前回の記事では、全般的に人間関係が希薄化している一方で、個人の趣向やアイデンティティなどを共通点として強いつながりを持つ小集団が数多く生まれているという現代社会特有の現象があり、これらは「競争」が万能だという考えが支配的なものになるのに伴って生じた(少なくとも、深刻化した)可能性があると述べました。もしこの解釈が正しいのであれば、「競争的な環境」はこれらの現象が見られるという点でも帰国生入試やAO入試の準備をする場として望ましいものではないと言うことができるでしょう。


「競争的な環境」が望ましいものか否かを評価するには、よい小論文とはどのようなものを指すのかということを検討することが必要になります。この点については、以前のブログ記事で、小論文とは字数の少ない論文であり、そこで展開した主張に対する論拠を十分に付け加えたものでなければ高い評価を受けることはできないということを説明しましたが、この論文の出来を決定する基準は、論文を書く際の一般的な人の目指すべき目標が「できるだけ多くの読者に、自分が文章中で提示した見解は全面的に賛同できるものでないとしても、そのような立場を取る人がいてもおかしくないものと認めてもらうこと」(あらゆる人が自分の展開した主張に賛意を示してくれるような文章を書くことは今までにほんの一握りの人間のみが実現できたことであり、多くの人にとってはあくまで到達可能性の低い目標に過ぎません)であることから派生したものです。

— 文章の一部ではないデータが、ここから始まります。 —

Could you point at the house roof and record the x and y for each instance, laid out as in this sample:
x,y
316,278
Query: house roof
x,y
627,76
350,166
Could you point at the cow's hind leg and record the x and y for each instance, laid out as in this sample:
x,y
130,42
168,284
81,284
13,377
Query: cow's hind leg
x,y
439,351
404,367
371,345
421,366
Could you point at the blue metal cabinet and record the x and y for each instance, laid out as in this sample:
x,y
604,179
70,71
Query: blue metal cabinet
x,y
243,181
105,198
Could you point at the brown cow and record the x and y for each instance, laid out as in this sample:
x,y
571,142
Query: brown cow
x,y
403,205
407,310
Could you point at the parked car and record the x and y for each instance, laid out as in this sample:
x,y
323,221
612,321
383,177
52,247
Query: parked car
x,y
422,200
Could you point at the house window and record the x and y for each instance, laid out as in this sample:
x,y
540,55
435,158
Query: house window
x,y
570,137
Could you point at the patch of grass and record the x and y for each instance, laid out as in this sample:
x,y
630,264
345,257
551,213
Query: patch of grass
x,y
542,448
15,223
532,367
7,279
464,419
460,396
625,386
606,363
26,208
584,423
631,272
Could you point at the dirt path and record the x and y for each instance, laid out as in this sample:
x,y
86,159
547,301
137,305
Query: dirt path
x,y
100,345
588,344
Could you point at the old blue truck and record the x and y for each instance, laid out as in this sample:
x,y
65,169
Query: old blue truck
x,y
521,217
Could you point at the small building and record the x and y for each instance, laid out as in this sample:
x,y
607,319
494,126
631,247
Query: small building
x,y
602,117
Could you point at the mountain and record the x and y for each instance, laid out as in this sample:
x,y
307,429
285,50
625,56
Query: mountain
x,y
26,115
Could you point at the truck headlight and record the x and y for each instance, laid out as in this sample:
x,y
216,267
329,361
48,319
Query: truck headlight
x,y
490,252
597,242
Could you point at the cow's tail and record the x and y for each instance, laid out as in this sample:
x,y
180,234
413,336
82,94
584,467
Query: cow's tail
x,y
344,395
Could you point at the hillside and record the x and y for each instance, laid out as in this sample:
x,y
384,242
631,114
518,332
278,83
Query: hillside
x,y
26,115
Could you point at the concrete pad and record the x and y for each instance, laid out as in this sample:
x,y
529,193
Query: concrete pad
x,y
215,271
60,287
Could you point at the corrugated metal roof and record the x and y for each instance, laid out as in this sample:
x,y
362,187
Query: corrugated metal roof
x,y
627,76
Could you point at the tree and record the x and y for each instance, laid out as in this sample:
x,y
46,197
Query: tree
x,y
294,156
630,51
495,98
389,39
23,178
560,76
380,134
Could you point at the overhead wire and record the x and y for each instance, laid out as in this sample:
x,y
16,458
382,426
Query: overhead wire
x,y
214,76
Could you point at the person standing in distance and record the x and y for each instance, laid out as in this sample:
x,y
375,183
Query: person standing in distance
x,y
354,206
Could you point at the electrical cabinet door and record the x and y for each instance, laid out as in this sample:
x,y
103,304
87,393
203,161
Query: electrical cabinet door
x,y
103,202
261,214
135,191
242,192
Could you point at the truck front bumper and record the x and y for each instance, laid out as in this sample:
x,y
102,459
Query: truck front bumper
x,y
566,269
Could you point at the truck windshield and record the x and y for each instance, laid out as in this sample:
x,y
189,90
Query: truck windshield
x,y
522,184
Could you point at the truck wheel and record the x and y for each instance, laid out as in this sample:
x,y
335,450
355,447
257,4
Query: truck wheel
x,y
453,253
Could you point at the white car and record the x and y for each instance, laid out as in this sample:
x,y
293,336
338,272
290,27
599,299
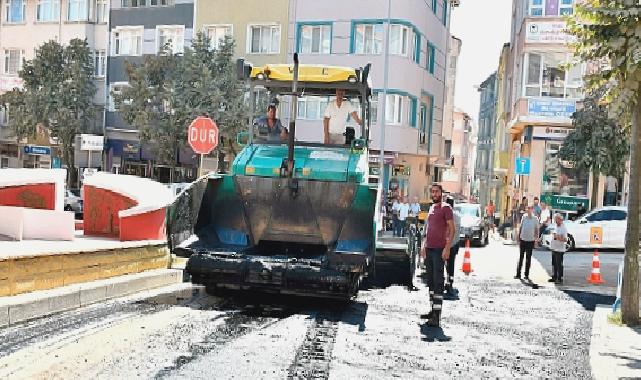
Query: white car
x,y
611,221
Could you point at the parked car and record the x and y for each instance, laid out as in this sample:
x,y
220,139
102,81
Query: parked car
x,y
473,226
612,221
73,200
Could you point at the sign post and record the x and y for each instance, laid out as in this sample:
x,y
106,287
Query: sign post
x,y
202,136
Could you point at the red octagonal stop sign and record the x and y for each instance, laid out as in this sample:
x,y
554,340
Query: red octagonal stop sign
x,y
202,135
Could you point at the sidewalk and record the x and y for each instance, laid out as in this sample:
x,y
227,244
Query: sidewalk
x,y
615,352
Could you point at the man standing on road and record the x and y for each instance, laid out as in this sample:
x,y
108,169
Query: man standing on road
x,y
537,208
450,292
438,240
527,236
557,245
611,191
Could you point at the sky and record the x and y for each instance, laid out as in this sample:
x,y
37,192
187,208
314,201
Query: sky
x,y
483,28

この論文を書くことの本来的な目的を満たさなければならないものと考えると、高い評価を得られる小論文を書くために、内容や構成、表現など、文章の様々な側面においてどのような点に注意すべきかということが明確になってきます。例えば、過去に小論文の授業で「義務教育機関→高校→大学→就職」という現代の日本社会で通常、想定されるキャリアパスを辿る必要性について論じる課題を出題したことがありました。このような論題に対し、多くの生徒が現実の社会において大学を卒業することが将来に関する可能性を最大限に広げてくれるということなどを理由に、常識的な進路選択を肯定的に捉える小論文を提出してきた中、ある一人の生徒の書いた文章の内容は、高校を卒業した段階で就職し国際的な舞台で活躍した自分の親類を具体例として用いる形で、キャリアパスは自由に構想しても問題がないというものでした。


僕はこの小論文で展開された主張には説得力がないと判断し低い評価を付け、答案のコメント欄には、具体例とされている人物が歩んだキャリアパスは読み手の多くが例外的なケースと捉えるものであり、それが文章中で紹介されたとしても、常識的な社会的生活を送ることの有効性に疑問を投げかけることにはならないことがその理由であるということを書きました。これは、上で述べた論文を書く際に目指すべき到達地点を考えると、文章中で具体例として挙げてもよい事象は、一般的に事実や社会全般的な傾向であると認められているもの、もしくはそれが存在することはあり得ることだと受容してもらえるようなものに限定されるということですが、この「できるだけ多数の人に受け入れてもらえるものを用いているか」という基準は、表現や文章の構成を考える際にも大きな意味を持つものです(最近はインターネット上に特有な単語や表現が多く見られるようですが、それらはこの点で小論文を書く際に使うものとして不適当なものということになります)。


今回述べた基準を意識して小論文を書けるようになるまでには、日常生活を送ったり受験対策の学習をしたりする中で一定の経験を蓄積していく必要がありますが、「競争的な環境」はそれに資するものだと言えるでしょうか。次回は、「競争的な環境」において人間関係が希薄になる、もしくは関係の強い小集団が生まれるという傾向を考慮に入れて、この点を検討してみたいと思います。